Wow. Two mistakes in one headline! Bad night at the office last night?

morgan1098
After seeing this, I feel that it did not contribute in any way to my growth and development as a human being. smile.gif It was funny to see Hollywood skewered to such a degree, but I really didn't enjoy it as much as I thought I would. When it comes to "egotistical actors who think they're in a movie but are actually in the real world" films, I much prefer the kinder, gentler Three Amigos.

A few other observations:
1) There was lots of footage in the trailers that did not appear in the final cut... most notably the "you totally leaned into that, bro" line that Peter mentioned earlier in the thread.
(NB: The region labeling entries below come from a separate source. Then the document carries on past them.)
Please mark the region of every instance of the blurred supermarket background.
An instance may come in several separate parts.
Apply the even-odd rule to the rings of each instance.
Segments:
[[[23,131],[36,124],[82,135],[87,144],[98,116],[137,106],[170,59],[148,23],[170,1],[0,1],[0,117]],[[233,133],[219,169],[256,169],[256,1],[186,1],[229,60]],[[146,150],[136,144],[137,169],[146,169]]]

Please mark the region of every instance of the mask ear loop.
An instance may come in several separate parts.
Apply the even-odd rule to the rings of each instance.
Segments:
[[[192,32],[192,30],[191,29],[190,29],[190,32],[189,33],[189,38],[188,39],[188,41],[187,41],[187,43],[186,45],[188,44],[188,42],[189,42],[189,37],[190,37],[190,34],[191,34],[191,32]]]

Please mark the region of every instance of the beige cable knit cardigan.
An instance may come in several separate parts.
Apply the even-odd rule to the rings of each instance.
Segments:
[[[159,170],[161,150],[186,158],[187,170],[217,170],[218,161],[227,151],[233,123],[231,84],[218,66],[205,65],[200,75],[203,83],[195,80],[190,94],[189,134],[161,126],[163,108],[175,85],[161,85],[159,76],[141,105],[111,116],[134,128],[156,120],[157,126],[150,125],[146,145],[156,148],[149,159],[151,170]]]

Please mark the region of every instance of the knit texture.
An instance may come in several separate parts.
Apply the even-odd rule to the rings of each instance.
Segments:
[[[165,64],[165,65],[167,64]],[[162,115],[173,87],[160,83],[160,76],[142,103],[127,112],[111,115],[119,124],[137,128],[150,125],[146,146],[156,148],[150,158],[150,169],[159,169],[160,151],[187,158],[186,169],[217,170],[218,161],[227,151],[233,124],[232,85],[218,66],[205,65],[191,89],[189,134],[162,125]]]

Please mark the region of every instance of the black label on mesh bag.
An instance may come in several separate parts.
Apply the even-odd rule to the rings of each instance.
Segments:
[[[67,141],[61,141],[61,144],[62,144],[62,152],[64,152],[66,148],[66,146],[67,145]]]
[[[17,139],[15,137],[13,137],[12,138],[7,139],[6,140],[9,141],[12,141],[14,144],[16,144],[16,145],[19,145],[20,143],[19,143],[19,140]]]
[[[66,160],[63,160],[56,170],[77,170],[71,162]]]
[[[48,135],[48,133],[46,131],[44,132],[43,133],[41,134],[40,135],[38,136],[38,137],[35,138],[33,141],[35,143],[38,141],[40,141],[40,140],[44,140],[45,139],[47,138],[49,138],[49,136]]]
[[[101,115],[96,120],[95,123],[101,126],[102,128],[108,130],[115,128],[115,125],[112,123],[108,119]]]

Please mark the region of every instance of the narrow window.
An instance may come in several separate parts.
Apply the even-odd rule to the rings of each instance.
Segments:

2) Relatedly, there's a scene in the Tropic Thunder trailer in which Ben Stiller's character--playing an action hero in another film--looks at the camera and says "Who left the fridge open?" While saying this line in the Tropic Thunder trailer, there are two little arctic seals or some such creatures looking out from underneath his parka. However, in the movie I saw yesterday, the arctic seals were digitally replaced by human children. Ummm, WHY?

3) I knew going in that Tom Cruise played the studio exec. But still, how could anyone NOT recognize that as Tom Cruise? I'm baffled by the critics that have said "You won't even recognize him until you see his name in the credits." I was expecting him to be more "disguised," I guess.